The Royal Irish Academy has elected 22 leading scholars to join the academy - the highest academic honour in Ireland. In the humanities and social sciences, the following have been elected: Catriona Crowe, National Archives of Ireland; Steven Ellis and Adrian Frazier, National University of Ireland, Galway; Roy Foster, University of Oxford; Robert Gerwarth and Richard Sinnott, University College Dublin; Liam Kennedy, Queen's University Belfast; Ullrich Kockel, University of Ulster; Daniel McCarthy, Trinity College Dublin; Geraldine Sheridan, University of Limerick, and Alan Titley, University College Cork. From the sciences, the following have been elected: Felix Aharonian and Denjoe O'Connor, Dublin Institute for Advanced Studies; Martin Curley, Intel Labs Europe; Patrick Lonergan and Peter Lynch, University College Dublin; Aaron Maule, John McGarvey and Stephen Smartt, Queen's University Belfast; John Pethica and Richard Reilly, Trinity College Dublin; and John McCloskey, University of Ulster.
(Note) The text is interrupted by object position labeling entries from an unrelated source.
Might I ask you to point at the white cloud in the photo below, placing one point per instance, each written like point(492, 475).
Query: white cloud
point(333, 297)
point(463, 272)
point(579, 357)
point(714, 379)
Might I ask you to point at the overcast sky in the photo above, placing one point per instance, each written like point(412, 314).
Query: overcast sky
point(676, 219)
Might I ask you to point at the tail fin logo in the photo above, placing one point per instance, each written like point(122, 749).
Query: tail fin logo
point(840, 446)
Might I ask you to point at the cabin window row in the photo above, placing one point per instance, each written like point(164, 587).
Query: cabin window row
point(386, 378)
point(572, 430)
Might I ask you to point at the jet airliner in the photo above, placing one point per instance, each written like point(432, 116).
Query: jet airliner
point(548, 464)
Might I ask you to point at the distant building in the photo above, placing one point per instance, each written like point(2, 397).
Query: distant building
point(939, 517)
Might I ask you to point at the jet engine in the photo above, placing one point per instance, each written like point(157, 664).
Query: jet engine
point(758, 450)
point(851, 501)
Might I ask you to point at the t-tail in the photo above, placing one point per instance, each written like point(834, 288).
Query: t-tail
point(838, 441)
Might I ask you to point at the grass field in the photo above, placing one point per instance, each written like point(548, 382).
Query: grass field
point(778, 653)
Harry Scarbrough has been named the new director of Keele University's management school. Professor Scarbrough, who currently works at Warwick Business School, was previously a programme director at the Economic and Social Research Council.
Louise Jones, head of the University of Worcester's Institute of Health and Society, has been appointed to two influential external roles. Ms Jones has been made vice-president of the Chartered Society of Physiotherapy and also the England representative on the Council of Deans of Health executive.
The Association of University Administrators has named two new lay trustees: Trevor Faulkner, a training consultant and lecturer at a number of higher education institutions, and Tim Light, audit director and former president of the Association of Accounting Technicians.